For some students coming out of college, deciding whether to attend graduate school becomes a whole new set of problems. Erin Dress (’02), an MBA student at the Wharton School at University of Pennsylvania, worked in book publishing for three years before spending a summer as a Brand Manager at Unilever, but left to attend graduate school.
“Brand management is like running a small business within a big business,” Dress said. “You deal with pricing, promotions, advertisement, packaging and new product launches. I was an English and history double major [undergraduate]. I loved what I studied, but I didn’t have the technical training required for business.”
Dress plans to return to Unilever after gaining the experience and training that is typical for an employee in that position. Before returning to school, Dress experienced first-hand the cutthroat nature of both the publishing and business industries. For Kristen Harkonen (’05) and Robin Juan (’05), the competitiveness of the job industry extends beyond business into the world of art.

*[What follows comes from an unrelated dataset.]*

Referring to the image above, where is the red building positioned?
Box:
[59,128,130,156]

Karkonen and Juan are co-Directors of Operations at HungryMan Gallery, an art gallery based in San Francisco and Chicago. Both stress that finding a full-paying job in the art world is difficult.
“I would recommend working for free as an intern,” Karkonen said. “The experience is very valuable and you are exposed to experienced people in the art world. Interning also gives you real-world experience that you cannot learn at school.”
Maintaining relationships and working with mentors was helpful for Juan in developing her art career.
“Go to every art opening that you can and don’t get embarrassingly drunk at them because some of your classmates will end up being successful artists,” Juan said. “You also have to socialize outside of your college network. Meet some real people that are not students, meet some older people, and find a mentor. Essentially, diversify your contacts.”
Even though job networking websites such as LinkedIn make it easier to publicize resumes, alums have found that looking good on paper is not as important or as beneficial in the long run as simply making a good first impression in person.
Edited Feb. 18, 2011: Correctly states Erin Dress’ graduation from CSH as 2002 and from CES in 1998.